Nesse caso, o filho que busca mais atenção pode se transformar naquele "faz tudo", que coloca os pais acima de suas necessidades pessoais em busca de reconhecimento, o que nem sempre virá. Mas esse indivíduo também pode sentir que tem mais liberdade para viver de forma mais autêntica, sem a expectativa que os pais depositam para o filho favorito. "Nem sempre precisa ser algo negativo", afirma Santos.

Por outro lado, o filho preferido pode se ver em dificuldades justamente por ter que viver uma vida perfeita pouco sustentável na realidade, levando a muita frustração. "Ele pode se sentir aprisionado por um ideal que nunca vai conseguir atingir, e aí acaba fazendo escolhas com base nisso", acredita Kamkhagi.

Quando procurar ajuda?

Ok, toda família terá sempre um favorito. Mas quando é que isso deixa de ser uma característica e se torna um problema? De acordo com os especialistas ouvidos pela reportagem, a medida é o sofrimento causado por essa preferência.
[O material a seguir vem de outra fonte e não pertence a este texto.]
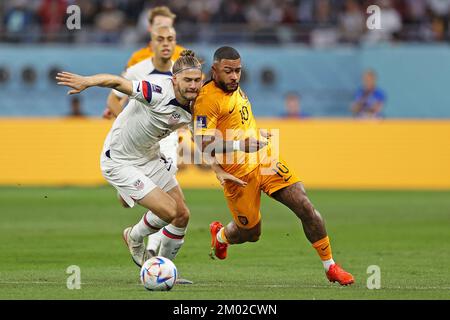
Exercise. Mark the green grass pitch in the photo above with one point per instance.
(405, 233)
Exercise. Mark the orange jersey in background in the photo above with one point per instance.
(147, 52)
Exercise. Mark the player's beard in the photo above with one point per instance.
(184, 92)
(224, 86)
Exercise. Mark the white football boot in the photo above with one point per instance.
(137, 249)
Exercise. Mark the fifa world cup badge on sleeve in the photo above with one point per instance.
(201, 122)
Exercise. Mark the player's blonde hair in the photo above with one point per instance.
(187, 60)
(160, 11)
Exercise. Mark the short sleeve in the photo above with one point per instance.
(206, 114)
(147, 92)
(127, 74)
(380, 96)
(358, 95)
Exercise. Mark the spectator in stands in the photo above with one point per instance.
(351, 22)
(52, 15)
(75, 108)
(109, 23)
(293, 107)
(18, 21)
(369, 99)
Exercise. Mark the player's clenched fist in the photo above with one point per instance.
(251, 144)
(76, 82)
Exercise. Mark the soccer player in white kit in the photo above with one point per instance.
(131, 160)
(163, 43)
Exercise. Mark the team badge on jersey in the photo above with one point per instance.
(156, 88)
(138, 184)
(201, 122)
(174, 118)
(242, 93)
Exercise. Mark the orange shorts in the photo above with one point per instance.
(244, 202)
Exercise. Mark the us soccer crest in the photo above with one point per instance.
(201, 122)
(174, 118)
(138, 184)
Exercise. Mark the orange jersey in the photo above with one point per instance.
(230, 115)
(147, 52)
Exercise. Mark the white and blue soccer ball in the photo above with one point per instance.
(158, 274)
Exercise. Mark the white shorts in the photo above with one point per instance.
(169, 147)
(134, 182)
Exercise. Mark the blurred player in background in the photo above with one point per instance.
(158, 16)
(131, 161)
(221, 106)
(369, 99)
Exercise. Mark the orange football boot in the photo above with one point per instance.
(336, 273)
(217, 249)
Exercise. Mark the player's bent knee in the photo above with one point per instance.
(123, 203)
(169, 209)
(183, 215)
(307, 208)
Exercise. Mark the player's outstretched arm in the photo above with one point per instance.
(79, 83)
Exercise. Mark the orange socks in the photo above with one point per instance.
(221, 236)
(323, 248)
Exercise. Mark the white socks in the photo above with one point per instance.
(150, 223)
(172, 239)
(153, 242)
(327, 264)
(220, 238)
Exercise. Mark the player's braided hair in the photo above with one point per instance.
(187, 60)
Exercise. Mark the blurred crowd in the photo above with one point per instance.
(316, 22)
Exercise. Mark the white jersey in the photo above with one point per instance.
(145, 70)
(151, 115)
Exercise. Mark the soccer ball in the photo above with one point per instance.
(158, 274)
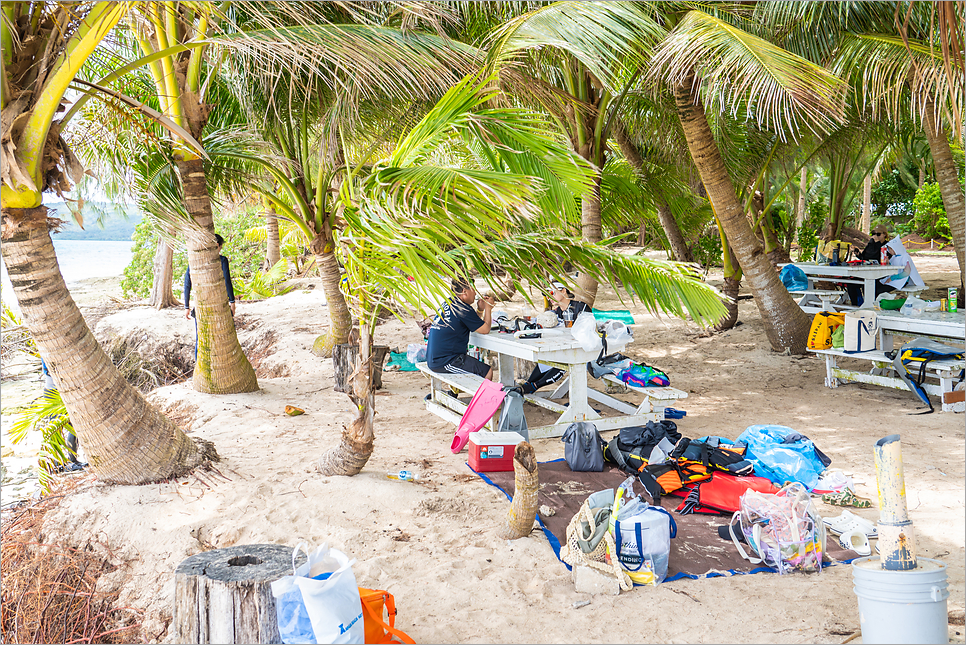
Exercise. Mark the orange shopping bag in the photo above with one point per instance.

"Se um dos filhos ou ambos passam a sentir desconforto nessa relação, quando as relações familiares estão empobrecidas e até os irmãos estão em desarmonia, é hora de conversar", afirma Santos. Nesse caso, a conversa pode ser mediada por um especialista que ajude a ressignificar as mágoas e reconstruir os laços.

Os pais que se sentem culpados por acharem que preferem um filho ao outro também devem procurar ajuda para conversar a respeito —especialmente as mães, que sempre sofrem com as cobranças excessivas de seu papel. "A maternidade não é perfeita e é impossível amar a todos da mesma forma", explica a psicóloga. Falar sobre isso, em um espaço sem julgamentos, ajuda a se libertar dessa culpa e a viver de forma mais leve as relações familiares.